31 January 2019 - 16:38 By Bekezela Phakathi
Picture: SUNDAY TIMES
Picture: SUNDAY TIMES

The SABC said Thursday it had decided not to renew its notice to retrench more than 2,000 permanent staff and freelancers. 

But the broadcaster, which remains in a financial bind, says it will soon embark on a comprehensive skills audit that will provide it with a "fit-for-purpose structure". 

Thursday's announcement follows a previous suspension of the process. 

The broadcaster has not been able to pay all its creditors and warned in November that it will not be able to pay salaries by February unless a R3bn guarantee is secured from the government.

"The SABC announced that today, January 31 2019, marks the expiry of the notice of the consultation process between the SABC and organised labour, as prescribed in terms of section 189 of the Labour Relations Act (LRA)," SABC spokesperson Neo Momodu said.

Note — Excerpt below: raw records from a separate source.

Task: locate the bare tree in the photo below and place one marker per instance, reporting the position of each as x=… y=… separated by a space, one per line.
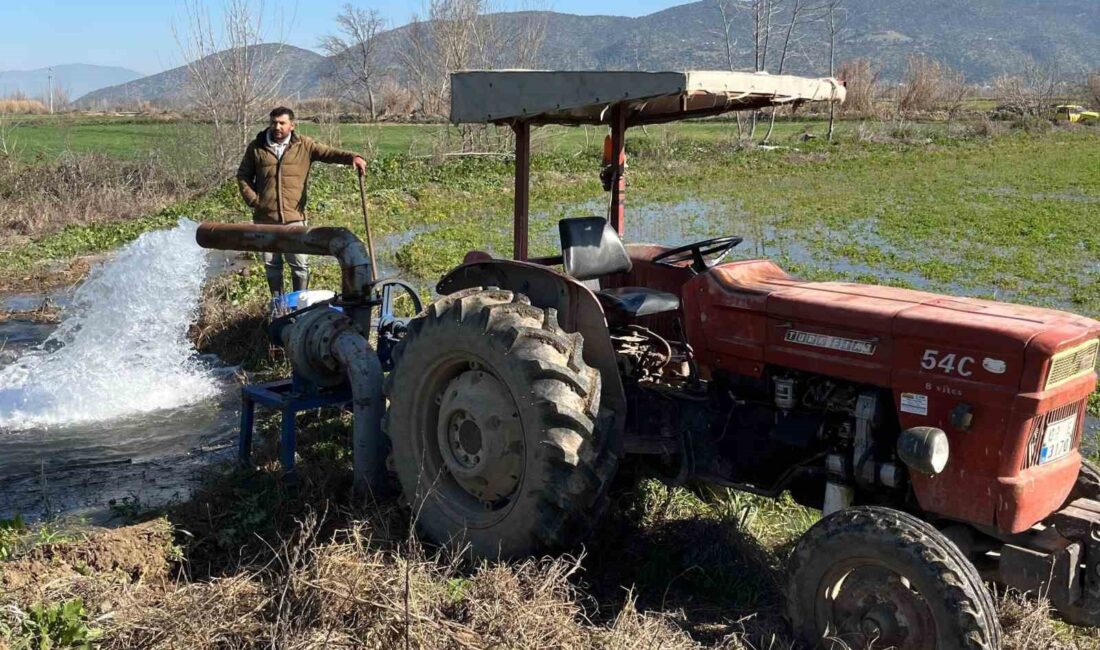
x=727 y=11
x=763 y=15
x=354 y=53
x=835 y=17
x=1032 y=91
x=861 y=84
x=231 y=80
x=801 y=12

"In the interest of the SABC, its employees, key stakeholders and the SA public at large, the SABC has decided not to renew the notice to invoke the section."

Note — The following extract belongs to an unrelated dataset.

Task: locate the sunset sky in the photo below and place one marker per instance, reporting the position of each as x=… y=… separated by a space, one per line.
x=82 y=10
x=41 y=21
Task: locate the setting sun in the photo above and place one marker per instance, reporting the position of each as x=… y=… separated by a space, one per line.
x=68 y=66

She said this followed engagements with various stakeholders, including the parliamentary portfolio committee on communications, organised labour and the broadcaster's employees.

Momodu said all stakeholders acknowledged the need to review the increase in costs, including the compensation bill, hence the need to conduct a thorough skills audit.

"The outcome will provide the SABC with a fit-for-purpose structure, with clearly defined span of control, appropriate layers of management and appropriate skills and competencies for roles. This will ensure that the SABC meets its strategic objective of operating optimally and competitively in a digitised environment," she said.

The SABC sunk into a deeper crisis in late 2018 following the resignation of four directors, which left the broadcaster's board without the quorum required to make decisions. 

Their resignations came in the wake of a scathing letter by communications minister Stella Ndabeni-Abrahams to the board in which she accused the nonexecutive directors of not acting in the best interest of the public broadcaster as they pressed on with retrenchments.

In 2018, executives said the SABC had uncovered a number of irregular promotions and salary increases by the previous management, which resulted in the inflation of the salary bill.

The broadcaster was overstaffed yet the wage bill was further inflated when freelancers were hired to do jobs that could be done by permanent employees.

In September 2018, the SABC, which recorded a loss of R622m in the financial year to end-March, was granted borrowing powers and a borrowing limit of up to R1.2bn by the Treasury, in line with the Public Finance Management Act.

The SABC spends more than R3bn a year on the salaries of 3,000 permanent employees. It expects a net loss of R805m in the 2018-2019 financial year, should cost-cutting measures not be implemented.